Get it out!” and, “Put us out of our misery!” ’

  ‘What do you think he meant?’

  ‘He wanted his tooth extracted.’

  ‘Did you do it for him?’

  ‘Yes, I stayed on late especially. I saw him at 7.30 that evening. He was more cheerful then, but a little unsteady on his feet. I believe he’d been drinking brandy to give himself Dutch courage.’

  ‘I think that may well have been so,’ Liz agreed.

  Now the members of the Tribunal were whispering together. Then the whispering stopped and Mr Justice Gravestone turned an ancient and fishlike eye on my prosecutor. ‘If this evidence is correct, Mr Varian, and we remember the admission made by Mr Claude Erskine-Brown and the position of the telephones, and the fact that he never saw Mr Rumpole, then this allegation about speaking to his client falls to the ground, does it not?’

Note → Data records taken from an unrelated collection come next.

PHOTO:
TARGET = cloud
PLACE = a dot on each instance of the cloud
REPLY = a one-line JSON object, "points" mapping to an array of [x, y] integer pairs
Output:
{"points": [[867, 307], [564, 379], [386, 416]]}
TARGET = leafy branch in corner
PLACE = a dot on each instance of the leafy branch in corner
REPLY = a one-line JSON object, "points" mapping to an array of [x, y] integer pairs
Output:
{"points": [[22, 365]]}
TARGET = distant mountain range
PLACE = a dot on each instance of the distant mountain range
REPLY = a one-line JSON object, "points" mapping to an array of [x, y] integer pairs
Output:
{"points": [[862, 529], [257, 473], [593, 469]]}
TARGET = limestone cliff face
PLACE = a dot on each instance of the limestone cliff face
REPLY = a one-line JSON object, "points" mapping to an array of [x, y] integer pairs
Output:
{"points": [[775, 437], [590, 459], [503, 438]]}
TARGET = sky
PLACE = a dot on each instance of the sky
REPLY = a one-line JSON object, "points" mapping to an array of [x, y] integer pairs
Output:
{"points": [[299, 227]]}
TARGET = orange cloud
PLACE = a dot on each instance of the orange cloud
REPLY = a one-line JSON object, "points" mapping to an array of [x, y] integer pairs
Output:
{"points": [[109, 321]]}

  ‘I must concede that, my Lord.’

  ‘Then all that remains is the offensive remarks to Mr Justice Oliphant.’

  ‘Yes, my Lord.’

  ‘Yes, well, I’m much obliged.’ The fishy beam was turned on to the defence. ‘This case now turns solely on whether your client is prepared to make a proper, unilateral apology to my brother Oliphant.’

  ‘Indeed, my Lord.’

  ‘Then we’ll consider that matter, after a short adjournment.’

  So we all did a good deal of bowing to each other and as I came out of the Parliament Room, who should I see but She Who Must Be Obeyed, who, for a reason then unknown to me, made a most surprising U-turn. ‘Rumpole,’ she said, ‘I’ve been thinking things over and I think Oliphant treated you abominably. My view of the matter is that you shouldn’t apologize at all!’

  ‘Is that your view, Hilda?’

  ‘Of course it is. I’m sure nothing will make you stop work, unless you’re disbarred, and think how wonderful that will be for our marriage.’